Câble sous-marin sous le pôle Nord. L'Europe recherche une voie internet sécurisée.
 Par Nic007
InternetL'Union européenne envisage sérieusement la construction de câbles internet sous-marins reliant l'Europe et l'Asie via l'Arctique. Ce projet, baptisé Polar Connect, devrait être achevé d'ici 2030. Il vise à désengorger la mer Rouge et le détroit d'Ormuz, par lesquels transite actuellement près de 90 % du trafic internet euro-asiatique. Deux incidents majeurs ont été l'élément déclencheur immédiat : en 2024, un missile houthi a touché un navire dont l'ancre, à la dérive, a sectionné trois câbles sous-marins dans l'étroit détroit entre le Yémen et Djibouti – les réparations ont duré plus de quatre mois. En septembre 2025, une situation similaire s'est reproduite lorsqu'une ancre de la marine marchande a sectionné quatre autres câbles. À cela s'ajoute le conflit irano-américain en cours, qui a compromis le projet Meta 2Africa à travers le golfe Persique. L'entreprise a alors invoqué la force majeure et suspendu les travaux. L'Europe ne peut plus se permettre de dépendre de régions géopolitiquement instables ; les routes passant par les États-Unis ou la Russie étant également exclues, l'Arctique apparaît comme la seule option indépendante des gouvernements étrangers. Si Polar Connect était mis en œuvre, l'Europe obtiendrait la première route souveraine de transmission de données vers l'Asie, un atout majeur non seulement pour la vitesse d'Internet, mais aussi pour la sécurité des infrastructures critiques.

Les défis sont cependant immenses : la banquise peut endommager les câbles reposant sur le fond marin, aucun navire câblier n’est capable d’opérer dans les conditions arctiques et les coûts de réparation seraient astronomiques.

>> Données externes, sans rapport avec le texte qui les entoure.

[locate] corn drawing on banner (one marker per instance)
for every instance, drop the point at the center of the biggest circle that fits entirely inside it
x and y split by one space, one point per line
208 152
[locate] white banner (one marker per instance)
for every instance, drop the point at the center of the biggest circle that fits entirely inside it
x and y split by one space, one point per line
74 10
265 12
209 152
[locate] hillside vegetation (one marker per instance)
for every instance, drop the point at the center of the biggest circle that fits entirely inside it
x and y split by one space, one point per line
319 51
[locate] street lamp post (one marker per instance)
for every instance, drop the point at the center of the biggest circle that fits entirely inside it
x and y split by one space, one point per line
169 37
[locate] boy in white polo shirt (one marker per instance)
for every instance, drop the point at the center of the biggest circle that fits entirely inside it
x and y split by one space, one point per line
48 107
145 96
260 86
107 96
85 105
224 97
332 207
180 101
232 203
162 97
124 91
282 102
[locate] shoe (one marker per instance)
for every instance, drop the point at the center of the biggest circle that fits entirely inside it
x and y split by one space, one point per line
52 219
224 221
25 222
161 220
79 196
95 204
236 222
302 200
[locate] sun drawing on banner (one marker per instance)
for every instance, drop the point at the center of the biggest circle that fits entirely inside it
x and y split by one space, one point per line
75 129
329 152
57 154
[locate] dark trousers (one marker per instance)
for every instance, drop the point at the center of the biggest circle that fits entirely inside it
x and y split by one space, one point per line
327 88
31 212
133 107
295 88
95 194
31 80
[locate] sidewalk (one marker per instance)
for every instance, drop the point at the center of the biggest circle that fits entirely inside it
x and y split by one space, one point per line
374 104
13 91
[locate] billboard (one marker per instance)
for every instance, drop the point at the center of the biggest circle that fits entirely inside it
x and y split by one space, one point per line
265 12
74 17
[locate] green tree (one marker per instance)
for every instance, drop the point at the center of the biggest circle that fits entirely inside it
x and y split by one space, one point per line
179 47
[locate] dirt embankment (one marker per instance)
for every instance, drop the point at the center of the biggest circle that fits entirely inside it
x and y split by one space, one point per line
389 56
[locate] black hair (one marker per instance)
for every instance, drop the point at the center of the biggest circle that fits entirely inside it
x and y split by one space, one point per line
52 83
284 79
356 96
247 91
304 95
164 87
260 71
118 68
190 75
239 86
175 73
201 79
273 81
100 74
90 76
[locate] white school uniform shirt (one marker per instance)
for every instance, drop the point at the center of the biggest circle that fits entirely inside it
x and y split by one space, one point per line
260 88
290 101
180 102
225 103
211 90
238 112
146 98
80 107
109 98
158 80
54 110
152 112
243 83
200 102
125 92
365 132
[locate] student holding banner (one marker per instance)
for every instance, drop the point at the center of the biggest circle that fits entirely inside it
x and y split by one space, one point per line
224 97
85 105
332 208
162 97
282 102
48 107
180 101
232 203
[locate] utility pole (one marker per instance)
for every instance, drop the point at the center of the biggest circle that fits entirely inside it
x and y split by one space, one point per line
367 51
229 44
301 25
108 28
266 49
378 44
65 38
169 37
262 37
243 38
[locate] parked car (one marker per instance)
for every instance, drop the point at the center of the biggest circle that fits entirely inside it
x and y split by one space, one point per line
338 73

La précédente tentative, le projet Quintillion/Arctic Fiber reliant l’Europe à l’Asie via l’Alaska, a connu deux ruptures de câble et de longues interruptions de service, de plusieurs mois, pour cause de réparations. L'infrastructure des câbles sous-marins constitue littéralement le fondement d'Internet. Tout dommage la concernant entraîne des ralentissements, voire des interruptions, de l'accès aux services cloud, au streaming et aux communications à travers le continent. L'UE souhaite enfin disposer d'un tracé sur lequel personne d'autre n'exerce de contrôle. Ce projet est comparable, en termes d'ambition, au Waterworth Meta, qui contourne également le Moyen-Orient, mais emprunte un itinéraire différent. Il faudra attendre au moins 2030 pour Polar Connect – et c'est une hypothèse optimiste.